Lord Elystan-Morgan, who led the failed 1979 campaign for an assembly, said the Brexit bill and the Wales Act "betrayed" devolution.
Dominion status used to give parts of the British Empire - such as Australia and Canada - control over their own affairs in the early 20th Century.
He will speak at a pro-independence event staged by Labour members later.
But, speaking on BBC Radio Wales, the cross-bench peer who takes the Labour whip said independence was a "non-runner".
"I don't believe that independence is a reality in the modern world," he told the Good Morning Wales programme.

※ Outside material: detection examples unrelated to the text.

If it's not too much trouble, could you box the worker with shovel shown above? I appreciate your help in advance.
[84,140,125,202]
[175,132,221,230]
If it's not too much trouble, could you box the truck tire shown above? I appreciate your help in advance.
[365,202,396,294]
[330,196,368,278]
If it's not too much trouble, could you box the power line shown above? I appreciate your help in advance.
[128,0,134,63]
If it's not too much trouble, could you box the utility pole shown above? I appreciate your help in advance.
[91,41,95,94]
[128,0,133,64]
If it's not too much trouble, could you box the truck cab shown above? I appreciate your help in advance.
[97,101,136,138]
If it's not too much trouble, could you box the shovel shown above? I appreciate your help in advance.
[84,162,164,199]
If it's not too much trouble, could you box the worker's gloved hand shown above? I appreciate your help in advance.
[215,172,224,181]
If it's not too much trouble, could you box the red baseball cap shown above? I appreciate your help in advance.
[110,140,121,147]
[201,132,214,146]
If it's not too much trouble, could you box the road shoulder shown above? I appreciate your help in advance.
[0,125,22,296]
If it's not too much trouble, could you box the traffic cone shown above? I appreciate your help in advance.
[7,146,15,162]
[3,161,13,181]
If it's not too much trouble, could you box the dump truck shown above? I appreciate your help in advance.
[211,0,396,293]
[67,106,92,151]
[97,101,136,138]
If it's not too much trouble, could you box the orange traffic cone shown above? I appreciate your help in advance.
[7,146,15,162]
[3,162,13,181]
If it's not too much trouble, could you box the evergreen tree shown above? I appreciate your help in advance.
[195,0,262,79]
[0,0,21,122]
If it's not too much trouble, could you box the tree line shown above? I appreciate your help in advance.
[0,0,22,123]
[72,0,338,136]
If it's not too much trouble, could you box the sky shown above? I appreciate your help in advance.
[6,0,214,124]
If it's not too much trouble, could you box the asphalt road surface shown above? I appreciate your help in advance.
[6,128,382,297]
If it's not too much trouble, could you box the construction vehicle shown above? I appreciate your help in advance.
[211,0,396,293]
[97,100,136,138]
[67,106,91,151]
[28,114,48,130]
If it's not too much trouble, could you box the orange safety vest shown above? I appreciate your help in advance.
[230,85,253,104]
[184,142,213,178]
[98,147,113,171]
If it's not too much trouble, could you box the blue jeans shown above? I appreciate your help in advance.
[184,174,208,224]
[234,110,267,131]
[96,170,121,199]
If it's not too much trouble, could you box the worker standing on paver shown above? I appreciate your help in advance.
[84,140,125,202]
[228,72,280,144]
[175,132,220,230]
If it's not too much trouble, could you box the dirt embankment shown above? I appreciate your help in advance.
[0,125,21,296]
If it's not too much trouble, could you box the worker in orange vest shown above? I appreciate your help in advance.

"Every sovereign country that has obligations towards other nations by way of agreement or otherwise is less than independent."
'Mockery'
Lord Elystan-Morgan said in Wales "devolution seems to have run into the sand".
"It is unlikely that we can rely upon devolution to give Wales those powers and functions that it needs as a nation, therefore we have to look beyond that," he said.
"I'm thinking myself in terms of dominion status - some form of constitutional identity that would safeguard the position for Wales."
The peer said the Wales Act - which ushered in the "reserved powers" model - made the idea of devolution "a mockery" and "rubs our noses in it that we are something of a colonial status".
"The concept of a reserve constitution is that you transfer everything to the devolved parliament save a few pillars that remain with the sovereign authority," he said.
"But in this case there were 197 reservations including the most trivial things imaginable."
The Wales Act gave the assembly new powers over income tax, transport, energy, and its own elections.
The UK government said it would provide a lasting devolution settlement.
However, its planned Brexit legislation has been criticised by First Minister Carwyn Jones as a "naked power-grab" of European Union responsibilities which he claims ought to revert to Wales.
Dominion status was granted at first to countries such as Australia, Canada and New Zealand, followed later by others including India and Pakistan.
The term - which denoted countries that were effectively independent but who were still allied to the crown - fell out of use by the 1950s.
The predecessor to the Republic of Ireland - the Irish Free State - was a dominion from 1922 to 1949.
Lord Elystan-Morgan is one of several speakers at the Labour for an Independent Wales event in Carmarthen on Friday.
Ben Gwalchmai, one of the group's founder members, said: "The threat of Brexit, and the intransigence of the British state in face of austerity, insecurity and a lurch to the right has left us in a situation where we must consider all our options."
Swansea East AM Mike Hedges will also speak, but has said he does not himself back independence for Wales.